Most modes of attack deal nonlethal damage. A character has a hit point total, and whenever their nonlethal damage total equals their hit point total, they are knocked unconscious. They do not become disabled, nor do they begin dying if they take damage beyond their HP total. However, it is important not to accrue too much nonlethal damage, or else you could risk taking lethal damage.
Even things that would seem otherwise fatal deal nonlethal damage, such as gunshots. You may ask “how is a gunshot nonlethal?” Well, it’s nonlethal if it doesn’t kill you, and in a heroic game such as this, taking a bullet doesn’t always mean the end. The character may be harmed or slowed down by the blast, but very rarely do heroic characters drop from a single attack- although multiple attacks of such natures may kill them even before they get tired.
Unlike in other d20 games, a character’s HP score never changes from combat, although it may change as a result of an alteration to ability scores.
Nonlethal damage can become greater than a character’s HP score. If this happens, they do not regain consciousness until enough nonlethal damage is removed to cause the character’s nonlethal damage total to be less than their HP score by at least 1 point.
Characters recover nonlethal damage at a rate of 1 HP per point of Constitution modifier a day, plus one point of HP per character level. A day of full rest can increase this total, as can other effects. See the rules on recovering damage in the rule book for more information.

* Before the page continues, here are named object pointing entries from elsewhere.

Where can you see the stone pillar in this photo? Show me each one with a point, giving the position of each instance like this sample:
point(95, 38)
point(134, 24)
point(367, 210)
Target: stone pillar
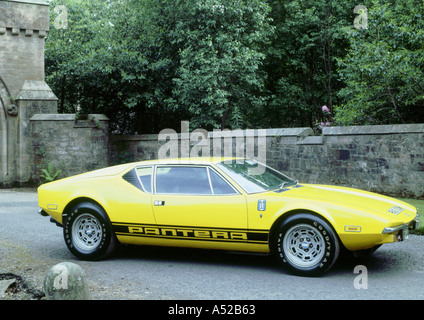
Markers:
point(23, 27)
point(35, 98)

Each character has a sum of Life Points, which represent their vital essence. Whenever a character takes lethal damage, their life points are reduced accordingly. A character has an LP score equal to half their character level plus their Constitution modifier. Lethal damage is not affected normally, but once it is depleted a character begins to die.

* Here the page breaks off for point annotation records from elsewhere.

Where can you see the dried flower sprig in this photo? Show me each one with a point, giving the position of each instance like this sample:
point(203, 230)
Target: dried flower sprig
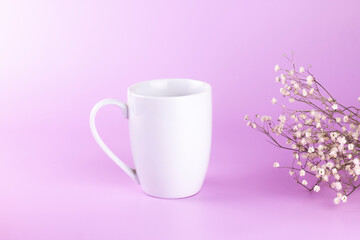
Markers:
point(323, 137)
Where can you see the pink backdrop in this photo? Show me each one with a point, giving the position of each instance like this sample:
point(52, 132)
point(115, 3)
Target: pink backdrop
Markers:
point(58, 58)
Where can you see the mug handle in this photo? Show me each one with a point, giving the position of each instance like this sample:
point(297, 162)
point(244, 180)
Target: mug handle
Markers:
point(123, 106)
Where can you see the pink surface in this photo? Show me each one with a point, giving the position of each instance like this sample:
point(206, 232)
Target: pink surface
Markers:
point(58, 58)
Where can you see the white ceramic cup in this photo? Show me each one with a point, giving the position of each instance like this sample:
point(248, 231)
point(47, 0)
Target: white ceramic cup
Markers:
point(170, 123)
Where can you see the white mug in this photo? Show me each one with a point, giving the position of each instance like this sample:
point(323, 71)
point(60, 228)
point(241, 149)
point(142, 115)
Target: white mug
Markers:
point(170, 125)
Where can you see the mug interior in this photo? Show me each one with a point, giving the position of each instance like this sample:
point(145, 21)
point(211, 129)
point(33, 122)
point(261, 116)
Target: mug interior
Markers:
point(169, 88)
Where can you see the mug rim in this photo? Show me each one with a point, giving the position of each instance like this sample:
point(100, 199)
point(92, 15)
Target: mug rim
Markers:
point(206, 88)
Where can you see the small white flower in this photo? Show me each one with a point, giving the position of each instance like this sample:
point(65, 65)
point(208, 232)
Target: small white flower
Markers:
point(277, 67)
point(341, 140)
point(316, 188)
point(310, 80)
point(311, 149)
point(338, 185)
point(357, 169)
point(330, 165)
point(304, 182)
point(336, 200)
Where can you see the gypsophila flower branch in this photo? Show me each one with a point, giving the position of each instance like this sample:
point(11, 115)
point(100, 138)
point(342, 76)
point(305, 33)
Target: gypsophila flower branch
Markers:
point(323, 137)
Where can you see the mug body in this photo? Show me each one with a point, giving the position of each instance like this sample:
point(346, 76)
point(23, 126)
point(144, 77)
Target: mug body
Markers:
point(170, 125)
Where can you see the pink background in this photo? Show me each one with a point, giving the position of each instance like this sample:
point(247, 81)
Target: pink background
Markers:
point(58, 58)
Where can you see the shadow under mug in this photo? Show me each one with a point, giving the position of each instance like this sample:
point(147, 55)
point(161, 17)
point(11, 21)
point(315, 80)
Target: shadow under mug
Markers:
point(170, 125)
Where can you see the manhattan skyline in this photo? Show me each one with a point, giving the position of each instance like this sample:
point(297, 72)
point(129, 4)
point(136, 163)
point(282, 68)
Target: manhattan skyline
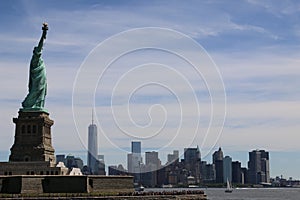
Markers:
point(254, 44)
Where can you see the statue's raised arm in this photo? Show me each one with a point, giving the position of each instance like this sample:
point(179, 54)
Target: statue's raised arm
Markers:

Characters do not take lethal damage normally. The easiest way for a character to take lethal damage is to receive damage once they are unconscious or otherwise helpless. Whenever you are helpless and you take damage of any kind, you automatically take at least 1 LP damage. Furthermore, whenever you fail your Fortitude save against taking damage over your MASS, you also take at least 1 point of LP damage. If you fail your Fortitude save by 5 or more, you take an additional LP damage for each 5 by which you failed the save. Also, you take at least 1 LP damage on a critical hit (you may take more LP damage depending on the critical hit modifier of the weapon or attack that is damaging you).

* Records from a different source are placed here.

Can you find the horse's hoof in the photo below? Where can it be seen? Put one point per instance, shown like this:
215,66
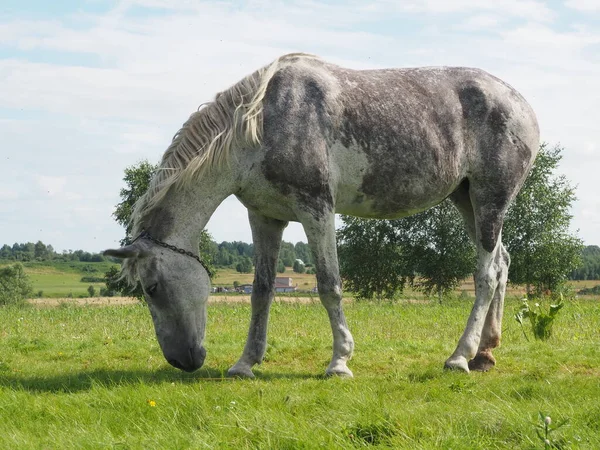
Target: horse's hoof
339,371
482,362
457,363
240,372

It is possible for multiple effects to trigger at once, resulting in massive LP damage. For example, if you are unconscious, an enemy may choose to deliver a coup de grace on you, which guarantees him an automatic critical hit. Let’s say this happens and you fail your Fortitude save against massive damage by 10. Here is how you would calculate the lethal damage taken:
- Being attacked while helpless = -1 LP
- Suffering a critical hit = -1 LP
- Failing MASS save = -1 LP
- Failing MASS save by 5 = -1 LP
- Failing MASS save by 10 = -1 LP
As a result, you take 5 LP damage from 1 attack! For a low level character, this could very well be the end!
Whenever your LP reaches 0, you begin dying. Each round you are in the dying condition, you make a Fortitude save against 20. If you succeed, you become stable. If you fail, you die immediately.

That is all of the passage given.